Harshad_D · August 30, 2013, 4:19pm

We believe that there is an issue in the hazelcast plugin initialization.

The normal flow:

During plugin initialization, in the constructor of ClusterListener, the plugin creates various caches.
It also adds EntryListeners to these caches.
These EntryListeners upon certain events on the cache, populates ‘nodeSessions’ in the ClusterListener that maintains certain information of various caches in each node of the cluster.
When a member leaves the cluster, some other member assumes the ‘senior’ position and then tries to clean up the node by removing the node’s footprint by calling ‘cleanupNode()’ for this node that is leaving.

The issue:

During initialization of the plugin, in the constructor of the Clusterlistener, the plugin creates various caches.
Note at these point that the cache migration (to the ClusteredCache) has not been completed yet. The cache migration is completed within joinCluster() during the processing of event EventType.joined_cluster inside ClusterManager.
Due to this, the entry listeners are not being added to the caches in the constructor of the ClusterListener.
This leads to the fact that ‘nodeSessions’ data structure is not being populated during various events occurring on the caches.
And then - when a member leaves, it’s sessions are not getting cleaned up correctly by the next ‘senior’ member.
This creates zombie sessions (that has pending subscriptions) that never get cleaned up.

The solution:

Whenever we migrate caches to ClusteredCache, we need to add entry listeners to them. Currently cache migration happens during handling of joined cluster event. I have attached a patch file that can be a possible solution to this problem. I did some testing after this cange and I can see that node data is geting cleaned up correctly during a rolling restart of the cluster.

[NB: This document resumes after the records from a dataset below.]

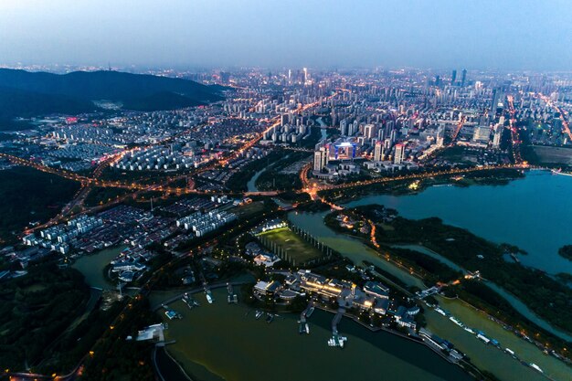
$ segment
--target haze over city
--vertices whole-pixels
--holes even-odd
[[[571,19],[0,0],[0,381],[572,380]]]
[[[0,64],[567,70],[566,0],[5,0]]]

Let me know if you need more information.

Thanks!

Tom_Evans1 · September 18, 2013, 12:34am

Hi Harshad -

Thanks for posting this patch and providing the detailed documentation. I will take a look at your patch and merge this into the plugin for the next update. Refer to OF-699 for status updates.

Tom

luke8 · February 28, 2014, 8:31pm

Thanks Harshad D! This patch fixed our issue and has saved us a lot of troubleshooting time. We were experiencing login issues when the Master server would switch to the Slave server and then back to Master.